Una calle rodeaba la vasta plaza del Rocío, con árboles vigorosos alineados en los extremos. El suelo era un tablero de calzada a la portuguesa con un diseño de olas, bancos de jardín colocados delante de los árboles, una esbelta columna en el centro con la estatua encima de don Pedro IV, la rica fachada del teatro de doña María II al fondo, casas que rodeaban la plaza, muchas de ellas comercios: la tabaquería Mónaco, las confecciones Martis, la confitería Cardoso, más allá el café Gelo.

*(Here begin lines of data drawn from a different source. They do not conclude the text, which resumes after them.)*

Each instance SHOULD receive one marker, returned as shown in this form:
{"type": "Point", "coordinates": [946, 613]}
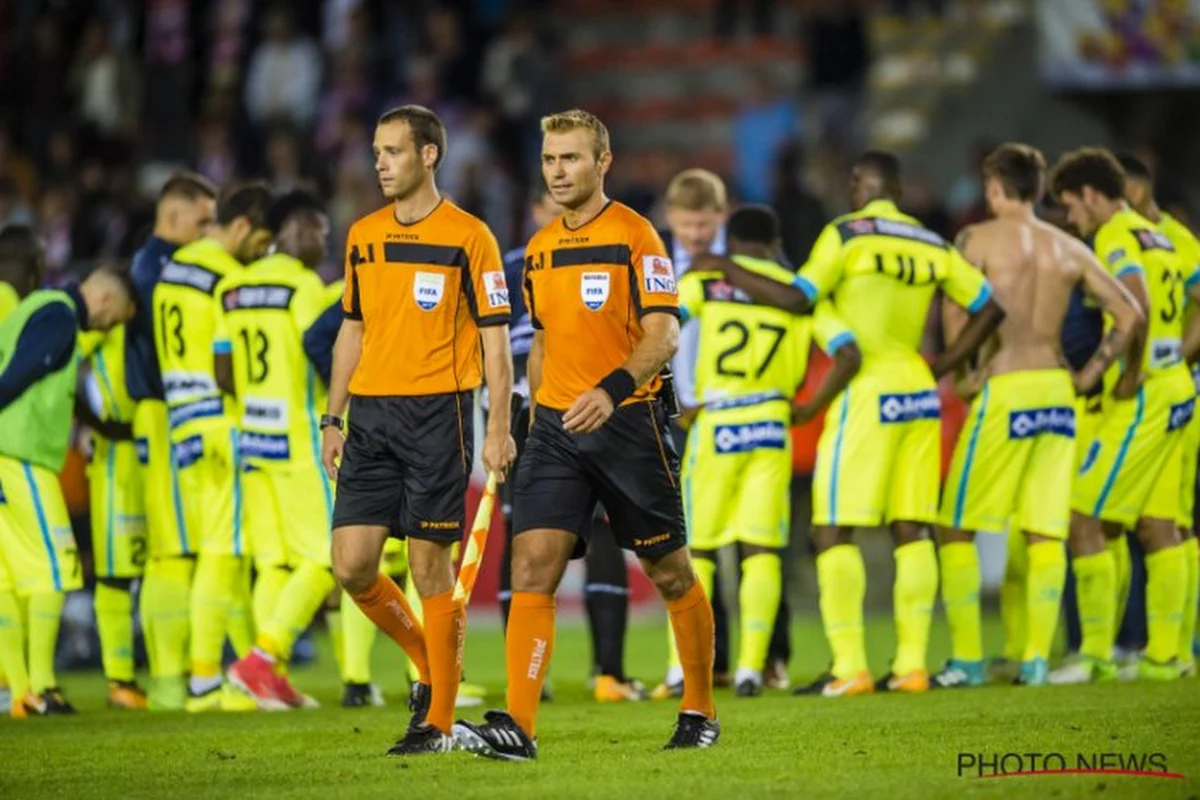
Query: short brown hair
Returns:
{"type": "Point", "coordinates": [187, 185]}
{"type": "Point", "coordinates": [426, 126]}
{"type": "Point", "coordinates": [576, 119]}
{"type": "Point", "coordinates": [697, 190]}
{"type": "Point", "coordinates": [1020, 170]}
{"type": "Point", "coordinates": [1093, 167]}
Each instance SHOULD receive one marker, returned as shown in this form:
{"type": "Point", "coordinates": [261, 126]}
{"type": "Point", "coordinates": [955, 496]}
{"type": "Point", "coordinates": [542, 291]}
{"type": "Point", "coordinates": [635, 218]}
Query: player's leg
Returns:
{"type": "Point", "coordinates": [760, 521]}
{"type": "Point", "coordinates": [167, 584]}
{"type": "Point", "coordinates": [849, 488]}
{"type": "Point", "coordinates": [912, 509]}
{"type": "Point", "coordinates": [309, 499]}
{"type": "Point", "coordinates": [606, 599]}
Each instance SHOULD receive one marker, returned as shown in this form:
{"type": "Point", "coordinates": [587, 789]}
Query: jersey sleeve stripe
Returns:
{"type": "Point", "coordinates": [612, 254]}
{"type": "Point", "coordinates": [981, 299]}
{"type": "Point", "coordinates": [807, 287]}
{"type": "Point", "coordinates": [839, 341]}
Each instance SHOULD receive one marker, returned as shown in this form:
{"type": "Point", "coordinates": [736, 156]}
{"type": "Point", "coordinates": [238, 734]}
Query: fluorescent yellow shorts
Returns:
{"type": "Point", "coordinates": [880, 453]}
{"type": "Point", "coordinates": [166, 524]}
{"type": "Point", "coordinates": [288, 513]}
{"type": "Point", "coordinates": [37, 548]}
{"type": "Point", "coordinates": [1132, 468]}
{"type": "Point", "coordinates": [210, 486]}
{"type": "Point", "coordinates": [737, 473]}
{"type": "Point", "coordinates": [118, 509]}
{"type": "Point", "coordinates": [1015, 457]}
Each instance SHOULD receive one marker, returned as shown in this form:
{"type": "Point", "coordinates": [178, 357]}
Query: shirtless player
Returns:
{"type": "Point", "coordinates": [1014, 462]}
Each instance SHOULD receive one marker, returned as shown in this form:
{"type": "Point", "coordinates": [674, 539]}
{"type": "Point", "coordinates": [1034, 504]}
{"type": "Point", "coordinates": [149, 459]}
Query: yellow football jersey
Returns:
{"type": "Point", "coordinates": [265, 311]}
{"type": "Point", "coordinates": [1128, 244]}
{"type": "Point", "coordinates": [881, 270]}
{"type": "Point", "coordinates": [185, 318]}
{"type": "Point", "coordinates": [744, 348]}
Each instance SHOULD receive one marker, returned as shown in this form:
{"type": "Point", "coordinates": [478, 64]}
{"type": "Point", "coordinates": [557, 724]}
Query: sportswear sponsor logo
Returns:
{"type": "Point", "coordinates": [265, 296]}
{"type": "Point", "coordinates": [497, 289]}
{"type": "Point", "coordinates": [1031, 422]}
{"type": "Point", "coordinates": [190, 275]}
{"type": "Point", "coordinates": [659, 275]}
{"type": "Point", "coordinates": [427, 289]}
{"type": "Point", "coordinates": [1181, 414]}
{"type": "Point", "coordinates": [909, 408]}
{"type": "Point", "coordinates": [594, 289]}
{"type": "Point", "coordinates": [264, 445]}
{"type": "Point", "coordinates": [430, 524]}
{"type": "Point", "coordinates": [744, 438]}
{"type": "Point", "coordinates": [196, 410]}
{"type": "Point", "coordinates": [263, 413]}
{"type": "Point", "coordinates": [187, 452]}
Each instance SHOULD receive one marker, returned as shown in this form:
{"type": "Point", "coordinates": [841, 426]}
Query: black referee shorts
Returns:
{"type": "Point", "coordinates": [630, 465]}
{"type": "Point", "coordinates": [407, 464]}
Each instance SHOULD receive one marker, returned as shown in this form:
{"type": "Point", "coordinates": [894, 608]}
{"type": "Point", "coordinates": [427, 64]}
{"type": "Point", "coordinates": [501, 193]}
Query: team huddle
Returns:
{"type": "Point", "coordinates": [264, 441]}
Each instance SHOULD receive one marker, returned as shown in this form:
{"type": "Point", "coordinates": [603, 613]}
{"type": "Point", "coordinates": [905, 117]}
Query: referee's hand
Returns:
{"type": "Point", "coordinates": [331, 445]}
{"type": "Point", "coordinates": [588, 413]}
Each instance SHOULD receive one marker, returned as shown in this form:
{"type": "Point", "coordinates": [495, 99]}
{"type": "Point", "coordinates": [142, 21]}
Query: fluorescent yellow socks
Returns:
{"type": "Point", "coordinates": [913, 595]}
{"type": "Point", "coordinates": [166, 614]}
{"type": "Point", "coordinates": [1096, 593]}
{"type": "Point", "coordinates": [358, 637]}
{"type": "Point", "coordinates": [841, 578]}
{"type": "Point", "coordinates": [45, 614]}
{"type": "Point", "coordinates": [215, 591]}
{"type": "Point", "coordinates": [960, 597]}
{"type": "Point", "coordinates": [1165, 594]}
{"type": "Point", "coordinates": [1120, 549]}
{"type": "Point", "coordinates": [706, 573]}
{"type": "Point", "coordinates": [12, 644]}
{"type": "Point", "coordinates": [762, 583]}
{"type": "Point", "coordinates": [269, 582]}
{"type": "Point", "coordinates": [1012, 596]}
{"type": "Point", "coordinates": [114, 623]}
{"type": "Point", "coordinates": [1043, 597]}
{"type": "Point", "coordinates": [1191, 596]}
{"type": "Point", "coordinates": [303, 595]}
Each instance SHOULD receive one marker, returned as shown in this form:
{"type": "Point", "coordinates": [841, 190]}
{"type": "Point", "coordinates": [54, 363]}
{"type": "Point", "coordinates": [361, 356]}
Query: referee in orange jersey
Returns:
{"type": "Point", "coordinates": [601, 295]}
{"type": "Point", "coordinates": [424, 289]}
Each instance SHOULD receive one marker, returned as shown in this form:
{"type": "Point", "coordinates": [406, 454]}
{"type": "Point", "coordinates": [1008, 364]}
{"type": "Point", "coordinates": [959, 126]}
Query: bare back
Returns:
{"type": "Point", "coordinates": [1032, 268]}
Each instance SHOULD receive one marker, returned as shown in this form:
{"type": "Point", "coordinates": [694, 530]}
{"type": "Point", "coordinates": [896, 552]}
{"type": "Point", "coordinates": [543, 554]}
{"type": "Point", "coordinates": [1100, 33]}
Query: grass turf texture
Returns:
{"type": "Point", "coordinates": [777, 745]}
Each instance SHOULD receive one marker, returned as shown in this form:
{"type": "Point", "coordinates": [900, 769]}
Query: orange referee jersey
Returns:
{"type": "Point", "coordinates": [588, 289]}
{"type": "Point", "coordinates": [423, 292]}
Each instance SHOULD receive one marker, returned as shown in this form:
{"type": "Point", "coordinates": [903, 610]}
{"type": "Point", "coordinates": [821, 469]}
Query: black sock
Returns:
{"type": "Point", "coordinates": [606, 596]}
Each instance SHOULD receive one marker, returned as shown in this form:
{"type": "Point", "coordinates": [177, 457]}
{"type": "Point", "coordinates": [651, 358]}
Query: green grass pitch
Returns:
{"type": "Point", "coordinates": [774, 746]}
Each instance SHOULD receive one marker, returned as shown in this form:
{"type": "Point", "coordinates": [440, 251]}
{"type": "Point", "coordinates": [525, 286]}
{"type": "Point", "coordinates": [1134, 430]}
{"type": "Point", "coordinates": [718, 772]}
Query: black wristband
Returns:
{"type": "Point", "coordinates": [619, 385]}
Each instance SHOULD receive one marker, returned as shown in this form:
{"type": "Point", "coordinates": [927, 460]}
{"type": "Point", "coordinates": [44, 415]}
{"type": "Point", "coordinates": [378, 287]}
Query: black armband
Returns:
{"type": "Point", "coordinates": [619, 385]}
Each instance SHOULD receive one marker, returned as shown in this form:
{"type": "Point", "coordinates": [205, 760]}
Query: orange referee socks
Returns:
{"type": "Point", "coordinates": [385, 606]}
{"type": "Point", "coordinates": [691, 619]}
{"type": "Point", "coordinates": [527, 648]}
{"type": "Point", "coordinates": [445, 630]}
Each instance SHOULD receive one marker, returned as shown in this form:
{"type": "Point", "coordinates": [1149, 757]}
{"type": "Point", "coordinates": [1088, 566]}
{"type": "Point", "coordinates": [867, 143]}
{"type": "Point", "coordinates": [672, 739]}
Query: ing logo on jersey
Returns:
{"type": "Point", "coordinates": [497, 289]}
{"type": "Point", "coordinates": [1181, 414]}
{"type": "Point", "coordinates": [427, 289]}
{"type": "Point", "coordinates": [1031, 422]}
{"type": "Point", "coordinates": [910, 408]}
{"type": "Point", "coordinates": [594, 289]}
{"type": "Point", "coordinates": [754, 435]}
{"type": "Point", "coordinates": [659, 275]}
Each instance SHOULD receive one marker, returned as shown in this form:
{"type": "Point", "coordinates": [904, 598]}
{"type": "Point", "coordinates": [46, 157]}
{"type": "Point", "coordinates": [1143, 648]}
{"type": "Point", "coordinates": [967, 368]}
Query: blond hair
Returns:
{"type": "Point", "coordinates": [577, 119]}
{"type": "Point", "coordinates": [697, 190]}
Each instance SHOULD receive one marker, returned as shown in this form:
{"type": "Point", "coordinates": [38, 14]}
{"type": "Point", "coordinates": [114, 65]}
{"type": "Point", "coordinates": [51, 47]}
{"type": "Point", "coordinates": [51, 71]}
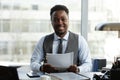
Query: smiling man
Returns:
{"type": "Point", "coordinates": [71, 42]}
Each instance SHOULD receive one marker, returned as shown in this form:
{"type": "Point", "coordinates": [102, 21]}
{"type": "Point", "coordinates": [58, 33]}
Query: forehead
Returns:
{"type": "Point", "coordinates": [59, 13]}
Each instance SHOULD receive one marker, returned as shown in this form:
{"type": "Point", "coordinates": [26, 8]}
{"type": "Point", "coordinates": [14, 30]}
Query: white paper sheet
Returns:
{"type": "Point", "coordinates": [60, 60]}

Deprisa, el coche dejó el Rocío atrás y se internó por la Rua Augusta, que recorrieron admirando el rico y variado comercio que la llenaba de vida: de un lado la casa dos Bordados, del otro la zapatería Lisbonense, más adelante la casa Americana; entraron finalmente en la fastuosa plaza del Comercio y el campesino detuvo el coche para que bajasen. Agradecieron el paseo gratuito y el hombre retomó su camino, dejándolos que deambulasen a su antojo por el Terreiro do Pago. Admiraron el muelle de las Columnas y los barcos ahí atracados o que se deslizaban por el río con las velas al viento, rodearon la plaza con los ojos primero atentos a la imponente estatua ecuestre de don José. «¡Mirad el caballo negro!», apuntó el señor Rafael a los niños; después miraron con un silencio respetuoso los majestuosos edificios amarillos que rodeaban geométricamente la plaza con sus profundas arcadas y galerías y los torreones en las alas perpendiculares. Finalmente se maravillaron con el Arco Triunfal y la estatua en pie en el extremo, con las manos extendidas sobre las cabezas de otras dos estatuas más bajas. No podían saberlo, pero era la Gloria coronando al Genio y al Valor, con la misteriosa leyenda Virtvtibus maiorvm por debajo, algo que no descifraron, pues no la entendían, no sabían latín, no sabían siquiera leer. Satisfechos, decidieron regresar al punto de partida por otro camino. Cruzaron la Rua do Arsenal y entraron por la Rua Áurea. Se admiraron ante los altos armarios de cristal colocados a la puerta de la joyería Cunha & Irmão, abastecedora de la Casa Real. Exhibía sus piedras preciosas, «¡esto es riqueza!». Pasaron por la guantería Gatos y se les hizo la boca agua frente al escaparate de la Maison Parisiense, la patisserie que se jactaba de sus helados «de todas las clases».